In Francia, l’Agenzia nazionale per la sicurezza alimentare (Anses) ha rassicurato i consumatori sui rischi, ma il numero di imprese coinvolte nello scandalo è salito da 4 a 14 impianti di trasformazione, cui si sono aggiunti 40 grossisti. Su segnalazione della Germania, in Ungheria è scattato il sequestro di una partita di prodotti surgelati destinata al circuito della ristorazione. Stessa misura è stata presa dalle autorità spagnole, su segnalazione della Francia. Nessuna traccia di fipronil invece nelle carni delle galline in Belgio, secondo l’agenzia belga per la sicurezza alimentare Afsca, dopo i primi controlli su alcune aziende nazionali. Delle 86 imprese bloccate all’inizio di agosto, 65 hanno ripreso la loro attività.

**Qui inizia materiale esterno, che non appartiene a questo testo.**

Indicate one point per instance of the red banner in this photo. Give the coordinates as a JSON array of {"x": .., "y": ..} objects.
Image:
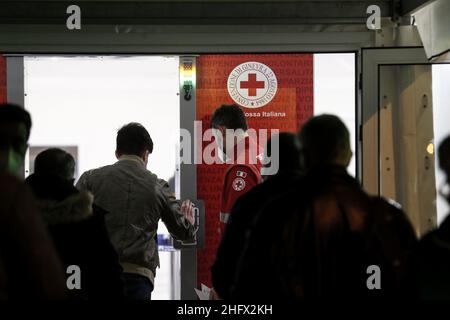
[
  {"x": 3, "y": 96},
  {"x": 275, "y": 91}
]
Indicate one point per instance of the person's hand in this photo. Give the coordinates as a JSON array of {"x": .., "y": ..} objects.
[{"x": 187, "y": 209}]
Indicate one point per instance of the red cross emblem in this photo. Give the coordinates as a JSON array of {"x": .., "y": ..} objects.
[
  {"x": 252, "y": 84},
  {"x": 238, "y": 184}
]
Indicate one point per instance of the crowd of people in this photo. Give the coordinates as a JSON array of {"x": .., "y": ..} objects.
[{"x": 309, "y": 231}]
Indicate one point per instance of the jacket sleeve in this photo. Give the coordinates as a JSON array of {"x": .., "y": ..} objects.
[{"x": 178, "y": 226}]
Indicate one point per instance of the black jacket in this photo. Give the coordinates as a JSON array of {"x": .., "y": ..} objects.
[
  {"x": 241, "y": 220},
  {"x": 318, "y": 240},
  {"x": 78, "y": 231}
]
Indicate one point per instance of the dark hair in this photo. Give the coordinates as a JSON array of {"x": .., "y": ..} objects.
[
  {"x": 12, "y": 113},
  {"x": 322, "y": 139},
  {"x": 133, "y": 139},
  {"x": 56, "y": 163},
  {"x": 288, "y": 151},
  {"x": 444, "y": 156},
  {"x": 229, "y": 116}
]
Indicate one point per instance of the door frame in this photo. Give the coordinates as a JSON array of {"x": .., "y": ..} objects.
[{"x": 371, "y": 61}]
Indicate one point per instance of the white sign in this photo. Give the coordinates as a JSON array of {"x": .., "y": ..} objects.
[{"x": 252, "y": 84}]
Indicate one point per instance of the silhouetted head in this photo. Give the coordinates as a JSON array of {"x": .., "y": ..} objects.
[
  {"x": 15, "y": 126},
  {"x": 444, "y": 157},
  {"x": 134, "y": 139},
  {"x": 55, "y": 162},
  {"x": 227, "y": 117},
  {"x": 324, "y": 140},
  {"x": 288, "y": 152}
]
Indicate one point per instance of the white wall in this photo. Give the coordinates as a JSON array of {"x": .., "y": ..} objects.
[
  {"x": 334, "y": 91},
  {"x": 83, "y": 101}
]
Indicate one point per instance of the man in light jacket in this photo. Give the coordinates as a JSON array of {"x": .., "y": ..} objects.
[{"x": 136, "y": 200}]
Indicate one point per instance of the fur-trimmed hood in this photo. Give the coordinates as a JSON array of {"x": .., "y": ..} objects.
[{"x": 74, "y": 208}]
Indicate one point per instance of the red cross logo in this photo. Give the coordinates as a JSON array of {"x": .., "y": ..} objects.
[
  {"x": 252, "y": 84},
  {"x": 238, "y": 184}
]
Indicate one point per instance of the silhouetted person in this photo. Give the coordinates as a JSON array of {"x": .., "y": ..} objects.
[
  {"x": 241, "y": 154},
  {"x": 136, "y": 200},
  {"x": 247, "y": 207},
  {"x": 29, "y": 266},
  {"x": 319, "y": 239},
  {"x": 77, "y": 229},
  {"x": 433, "y": 255}
]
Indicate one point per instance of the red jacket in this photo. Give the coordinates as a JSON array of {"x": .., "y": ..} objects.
[{"x": 242, "y": 174}]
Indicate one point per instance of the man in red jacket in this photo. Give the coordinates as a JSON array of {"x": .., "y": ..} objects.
[{"x": 239, "y": 152}]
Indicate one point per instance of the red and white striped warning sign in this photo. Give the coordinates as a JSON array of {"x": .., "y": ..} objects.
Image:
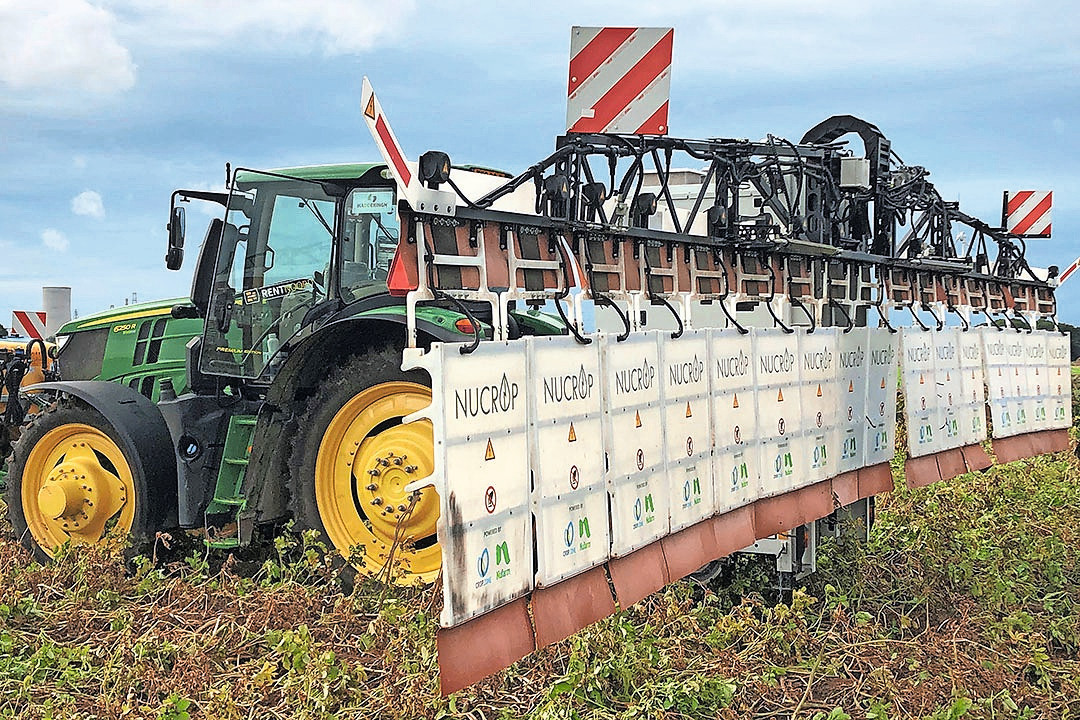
[
  {"x": 1027, "y": 213},
  {"x": 403, "y": 170},
  {"x": 620, "y": 80},
  {"x": 28, "y": 324}
]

In 7 casi sono stati riscontrati deboli concentrazioni di fipronil nelle uova, che sono state distrutte.

CHE COS’È IL FIPRONIL – Il fipronil è utilizzato nella pratica veterinaria come insetticida di seconda generazione contro pulci, pidocchi, acari e zecche e parassiti in genere, ma ne è vietato l’uso negli animali destinati alla catena alimentare.
La sostanza era stata definita dall’Organizzazione mondiale della Sanità (Oms), nelle Linee guida 2000-2002 ai pesticidi, allo stato solido, “moderatamente tossica per l’uomo”. L’esposizione all’insetticida può causare nausea, vomito, dolore addominale e crisi epilettiche. Se consumato in grandi quantità può causare danni ai reni, al fegato e alla tiroide. Gli esperti sono però concordi che i rischi per la salute sono molto bassi perchè gli effetti da intossicazione si verificano solo nel caso di esposizioni ad alte dosi. E nel consumo quindi di un numero di uova di fatto inverosimile in un regime alimentare standard. Al momento non sono stati segnalati casi da intossicazione da fipronil. Già nel 2013 la Commissione europea aveva imposto restrizioni, in un bando parziale della durata di due anni sull’uso del fipronil, per contrastare la moria di insetti impollinatori e delle api. In particolare, a seguito di una valutazione condotta dell’Efsa (l’autorità Ue per la sicurezza alimentare) sul rischio per le api da fipronil, è stato proibito il suo impiego per la concia delle sementi, tranne che su semi
piantati in serre e su semi di porro, cipolla, scalogno e verdure della famiglia delle crocifere seminate nei campi e raccolte prima della fioritura.